Abbott’s deliberation was a likely safeguard to avoid the relentless and spiteful attacks upon his character in parliament by an orchestrated chorus of shrill fishwives and other rusted-on Laborites. Even the Coalition’s resounding victory has done nothing to stop the new opposition’s dog-tired assault upon the man who caused them to haemorrhage so profusely at the polling booth.

Just a day or two after the election, Labor resumed blame upon Abbott for more illegal boat arrivals and has continued to do so confirming an inability to recognise the failed tactic that damaged them so badly. The matter that those boats were already en route during Rudd’s reign exemplifies Labor’s disconnect from reality.

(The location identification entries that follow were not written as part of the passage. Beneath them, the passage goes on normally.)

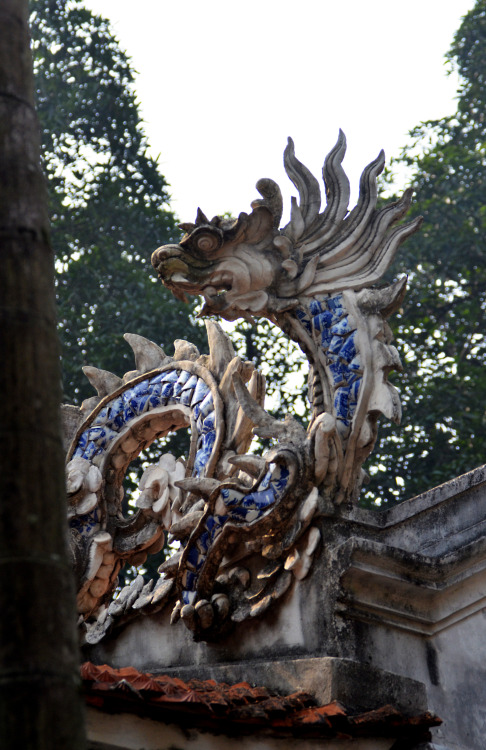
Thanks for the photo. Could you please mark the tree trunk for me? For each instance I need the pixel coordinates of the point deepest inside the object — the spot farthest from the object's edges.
(40, 704)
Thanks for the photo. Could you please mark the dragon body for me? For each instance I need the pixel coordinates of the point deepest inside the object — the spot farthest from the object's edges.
(314, 279)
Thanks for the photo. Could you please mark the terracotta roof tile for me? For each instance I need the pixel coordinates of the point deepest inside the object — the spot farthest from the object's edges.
(241, 708)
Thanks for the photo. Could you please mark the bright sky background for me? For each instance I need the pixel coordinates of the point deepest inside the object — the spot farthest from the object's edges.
(222, 84)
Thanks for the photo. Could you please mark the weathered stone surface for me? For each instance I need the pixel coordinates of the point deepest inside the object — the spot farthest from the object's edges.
(384, 596)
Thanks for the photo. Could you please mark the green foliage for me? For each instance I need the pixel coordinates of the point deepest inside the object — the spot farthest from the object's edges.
(108, 199)
(441, 329)
(109, 206)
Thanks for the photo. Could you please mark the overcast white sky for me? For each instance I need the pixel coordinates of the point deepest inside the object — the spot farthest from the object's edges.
(222, 84)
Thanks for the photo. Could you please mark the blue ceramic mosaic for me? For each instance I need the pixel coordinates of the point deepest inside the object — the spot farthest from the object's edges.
(242, 508)
(329, 318)
(174, 386)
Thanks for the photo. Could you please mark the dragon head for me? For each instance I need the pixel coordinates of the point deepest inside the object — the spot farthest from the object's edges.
(249, 267)
(236, 265)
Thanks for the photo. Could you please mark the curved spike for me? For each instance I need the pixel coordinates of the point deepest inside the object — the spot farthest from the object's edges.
(148, 356)
(385, 301)
(305, 182)
(336, 182)
(221, 351)
(342, 238)
(272, 199)
(201, 218)
(103, 381)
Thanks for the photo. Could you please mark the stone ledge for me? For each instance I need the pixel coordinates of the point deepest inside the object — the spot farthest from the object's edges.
(360, 687)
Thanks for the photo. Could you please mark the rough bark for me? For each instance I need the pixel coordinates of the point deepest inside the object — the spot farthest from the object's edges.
(40, 705)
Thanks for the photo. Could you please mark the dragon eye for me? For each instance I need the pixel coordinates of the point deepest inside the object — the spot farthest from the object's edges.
(207, 241)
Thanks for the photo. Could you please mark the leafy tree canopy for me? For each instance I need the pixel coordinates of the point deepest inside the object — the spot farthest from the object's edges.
(441, 329)
(109, 202)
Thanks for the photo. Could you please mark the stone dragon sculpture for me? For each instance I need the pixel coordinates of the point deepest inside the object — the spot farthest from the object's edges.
(245, 522)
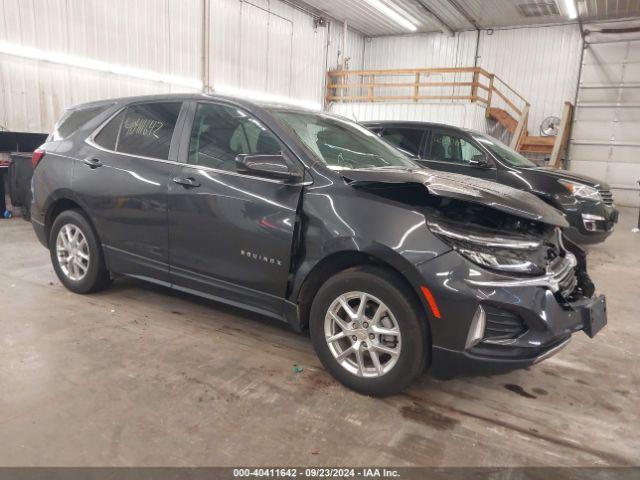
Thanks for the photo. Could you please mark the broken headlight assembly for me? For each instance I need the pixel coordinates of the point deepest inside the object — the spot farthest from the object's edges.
(494, 250)
(581, 190)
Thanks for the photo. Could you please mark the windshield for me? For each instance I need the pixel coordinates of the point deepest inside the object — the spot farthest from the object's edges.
(341, 144)
(503, 152)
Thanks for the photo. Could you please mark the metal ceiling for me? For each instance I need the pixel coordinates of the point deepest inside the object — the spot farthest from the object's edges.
(456, 15)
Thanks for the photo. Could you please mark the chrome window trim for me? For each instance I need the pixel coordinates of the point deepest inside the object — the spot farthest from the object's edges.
(90, 140)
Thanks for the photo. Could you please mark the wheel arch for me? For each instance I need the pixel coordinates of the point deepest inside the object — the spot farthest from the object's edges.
(341, 260)
(61, 204)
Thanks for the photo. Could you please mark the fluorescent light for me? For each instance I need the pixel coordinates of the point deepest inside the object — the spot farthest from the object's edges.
(570, 8)
(96, 65)
(264, 97)
(392, 14)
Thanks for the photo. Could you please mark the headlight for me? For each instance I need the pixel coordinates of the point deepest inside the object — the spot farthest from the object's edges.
(581, 190)
(507, 253)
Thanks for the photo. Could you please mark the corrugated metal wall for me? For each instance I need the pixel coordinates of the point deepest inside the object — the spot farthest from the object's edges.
(261, 45)
(541, 63)
(605, 139)
(145, 34)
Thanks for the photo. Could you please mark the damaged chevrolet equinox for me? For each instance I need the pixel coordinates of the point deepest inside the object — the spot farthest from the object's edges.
(313, 220)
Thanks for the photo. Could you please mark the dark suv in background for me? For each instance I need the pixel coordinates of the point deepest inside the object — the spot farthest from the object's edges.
(587, 203)
(313, 220)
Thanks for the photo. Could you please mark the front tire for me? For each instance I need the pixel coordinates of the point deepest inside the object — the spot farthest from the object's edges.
(76, 253)
(366, 328)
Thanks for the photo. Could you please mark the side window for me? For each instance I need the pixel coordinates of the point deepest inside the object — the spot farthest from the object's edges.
(108, 136)
(220, 133)
(148, 128)
(407, 139)
(450, 148)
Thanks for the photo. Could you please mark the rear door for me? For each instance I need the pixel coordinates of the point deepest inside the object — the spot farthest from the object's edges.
(230, 233)
(122, 175)
(451, 152)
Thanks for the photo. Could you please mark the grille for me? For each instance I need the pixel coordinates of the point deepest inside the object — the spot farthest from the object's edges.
(607, 196)
(502, 324)
(564, 275)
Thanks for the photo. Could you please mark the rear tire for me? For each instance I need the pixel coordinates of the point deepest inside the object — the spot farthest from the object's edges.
(76, 253)
(379, 346)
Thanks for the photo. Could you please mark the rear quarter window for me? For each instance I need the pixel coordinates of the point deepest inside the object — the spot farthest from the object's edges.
(148, 128)
(107, 137)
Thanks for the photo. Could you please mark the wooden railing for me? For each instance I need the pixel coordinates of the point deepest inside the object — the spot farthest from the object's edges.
(463, 84)
(457, 85)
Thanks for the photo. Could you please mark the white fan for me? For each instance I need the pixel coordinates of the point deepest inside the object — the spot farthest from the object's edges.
(549, 126)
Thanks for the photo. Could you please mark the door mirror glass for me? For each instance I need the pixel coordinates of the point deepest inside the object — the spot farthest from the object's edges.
(270, 166)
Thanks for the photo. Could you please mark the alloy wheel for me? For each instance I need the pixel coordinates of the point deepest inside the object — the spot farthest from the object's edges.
(72, 251)
(362, 334)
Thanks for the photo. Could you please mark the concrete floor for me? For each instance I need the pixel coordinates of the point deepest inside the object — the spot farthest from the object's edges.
(141, 375)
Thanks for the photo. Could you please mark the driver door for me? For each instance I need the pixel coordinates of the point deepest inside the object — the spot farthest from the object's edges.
(230, 233)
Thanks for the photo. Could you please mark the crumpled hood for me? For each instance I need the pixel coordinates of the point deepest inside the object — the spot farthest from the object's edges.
(465, 188)
(564, 174)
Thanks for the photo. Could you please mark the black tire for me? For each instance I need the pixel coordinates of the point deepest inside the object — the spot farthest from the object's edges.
(96, 277)
(389, 288)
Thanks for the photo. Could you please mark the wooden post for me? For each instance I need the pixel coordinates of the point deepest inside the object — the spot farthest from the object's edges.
(562, 137)
(520, 129)
(474, 86)
(490, 93)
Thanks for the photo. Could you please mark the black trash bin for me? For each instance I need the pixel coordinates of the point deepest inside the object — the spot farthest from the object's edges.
(20, 173)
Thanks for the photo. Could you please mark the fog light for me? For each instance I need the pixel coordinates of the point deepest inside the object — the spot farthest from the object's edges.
(476, 330)
(590, 221)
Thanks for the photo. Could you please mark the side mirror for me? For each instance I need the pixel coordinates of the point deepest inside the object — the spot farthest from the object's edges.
(480, 161)
(270, 166)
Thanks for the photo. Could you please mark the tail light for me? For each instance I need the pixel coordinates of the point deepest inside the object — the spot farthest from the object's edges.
(36, 157)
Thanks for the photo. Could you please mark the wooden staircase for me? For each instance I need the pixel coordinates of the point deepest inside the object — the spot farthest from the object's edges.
(451, 84)
(526, 143)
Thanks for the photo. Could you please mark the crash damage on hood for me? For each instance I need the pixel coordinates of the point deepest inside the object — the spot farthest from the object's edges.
(464, 189)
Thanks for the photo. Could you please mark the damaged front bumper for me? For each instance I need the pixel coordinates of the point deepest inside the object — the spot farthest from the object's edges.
(525, 319)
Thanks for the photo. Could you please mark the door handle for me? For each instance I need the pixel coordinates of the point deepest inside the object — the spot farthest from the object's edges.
(93, 162)
(187, 182)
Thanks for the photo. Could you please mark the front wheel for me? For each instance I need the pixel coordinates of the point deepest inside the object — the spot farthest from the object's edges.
(76, 253)
(366, 328)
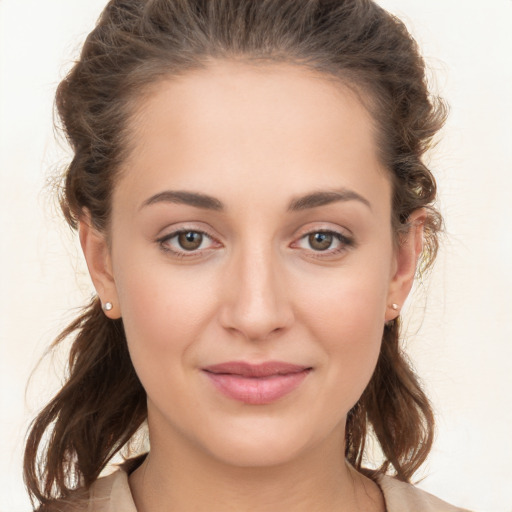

Handbag-hitsquadHowever, Abbott’s announcement revealing few women in his government caused predictable hysterics among the Opposition’s inquisitors of misogyny who scattered like headless chooks crying foul. The new Foreign Minister Julie Bishop is one of six women in the 42-strong ministry but the only woman in Cabinet.

Unexpected by many has been copycat bleating from some on the government team. “I think it’s shocking and I think it’s embarrassing, and it’s not just embarrassing nationally but I think it’s embarrassing internationally,” said Senator Sue Boyce. The Senator was a fool to play the “embarrassing internationally” card because nobody in other countries of any consequence could give a damn how many women our parliament has, they have enough problems of their own to worry about. Besides, too many confuse Australia with Austria.

Furthermore, the Coalition will remember Boyce’s defiance of policy when she sided with the Greens, crossed the floor, and voted for their gay marriage bill. Labor Senator Penny Wong says Tony Abbott’s new frontbench sends the message that female Coalition MPs are inferior to their male colleagues. But the fearless Amanda Vanstone, an ex minister of the Howard era, says more women on the frontbench does not equal a good government. Look no further than Labor’s former selection of frontbencher females for that.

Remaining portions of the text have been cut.